I think the topic of fluid Resuscitation deserves its own thread and will allow this one to continue with the TCCC topic.For that reason I have started one specifically for the Crystaloid/colloid/bolus debate.


GF
 
Armymedic said:
Correct nomenclature for the course in Canada is now the "Combat First Responder"...or so it seems.

Do they have different TPs?
Who is running this new Combat First Responder?
Is it through CFMG or is it a brigade or area initiative?
Does anyone have any more info?

It is great that someone has taken the ball and gone for a run, now it has to get to as many troops as possible.

What would be the best route to go about this? Through the field ambs?

Yeah I know alot of questions and not alot of answers but the iron is hot so lets get this thing in gear!

GF
 
I have heard through my grapevine here that TCCC or whatever it's new nom de jour is might be coming here to Gagetown and run through CTC.  That would almost (I emphaisze almost) make some sense - bigger budget, more resources, etc, though there might be some fun trying to get some specialist physicians to teach some of the classes.

On another note about the course, it's great that something is coming back to replace the old Combat Medical Techniques course - we've been straying a bit (well, alot) in our training of the newer folks and refreshing some of us old farts as well in battlefield medicine and survival.  I remember vividly one year in Calgary when our CO's competition went off and the guys/gals were being graded upon applying BTLS "protocols" (verbatim from the book I might add) while under simulated mortar attack and machine gun fire.  Most of us know how hard it is to use a stethescope in an ambulance, forget if someone is blowing stuff up all around us (and as if you would in real life - please tell me you wouldn't!!).  The judging sheets didn't take that into account and everyone was expected to apply everything according to the book.  In fact, after my platoon went through first, I noticed the "battle" took on a shorter and quieter tone ...
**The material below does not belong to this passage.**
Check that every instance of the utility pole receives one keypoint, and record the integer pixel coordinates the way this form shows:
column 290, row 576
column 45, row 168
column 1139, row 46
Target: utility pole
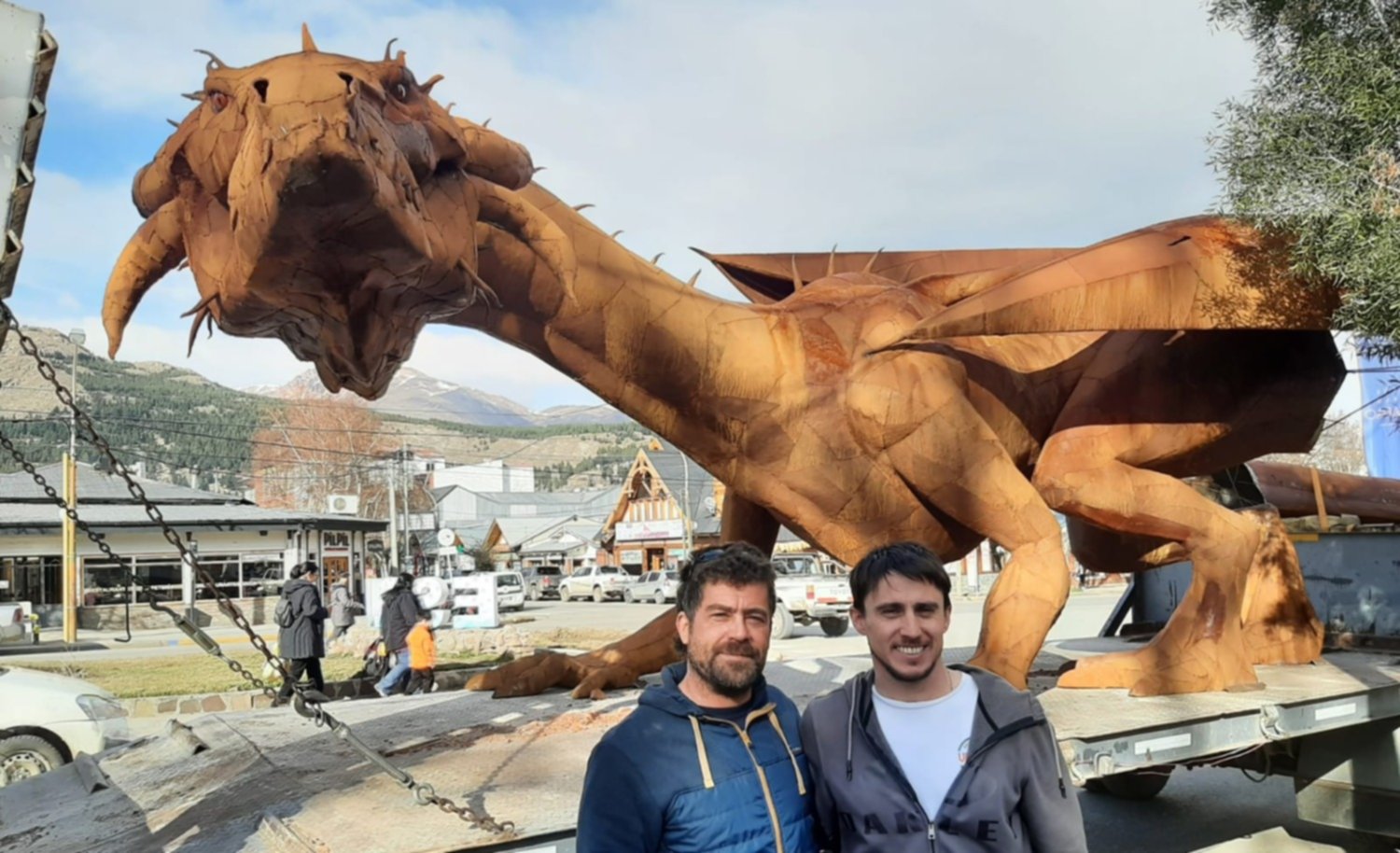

Unfortunately, you have to think and act a somewhat differently under fire and that includes patient assessment.  Tactical EMS courses in the US dedicate a fair amount of time to patient assessment in sensory deprived conditions and adapting the assessment to the situation and to a point that was taught on the CMT.  I know this might sound a little heretical (especially from a BTLS Instructor), but we really ought to be using Dr Campbell's assessment methodology exactly as it was intended to be - a recipe - and not the Gospel according to him.

My rant for the day.

MM 
 
I agree wholeheartedly, I don't think it's heresy to say we need to adapt Dr Campbell's vision to the situations at hand.

I think it would be grossly negiligent to not provide a perfect survey of the patient when doing so doesn't delay evac, doesn't expose responders to risk, and the resources are there, but you're absolutely correct, it's a recipe for care, not the only way to do deliver it.

I'm wondering if Pet would have been a better place to run the course?  Between 1 CFH and 2 Fd Amb they've probably got one of the highest concentrations of our doctors, plus the CFH's simulators, or even Valcartier with the multi-media simulator? 

Anyone have a good CD of battlefield sounds?  Maybe we'll need to record the next BatSim out this way...then you put them in a bunny suit...turn out the lights, start a strobe light...

If it's run in Gagetown, could they syncnronize the course with some other cbt arms tng, get the mech inf out with an inf QL3, the armoured out with an armoured 3's, etc?

How do the American's control their CLS programs?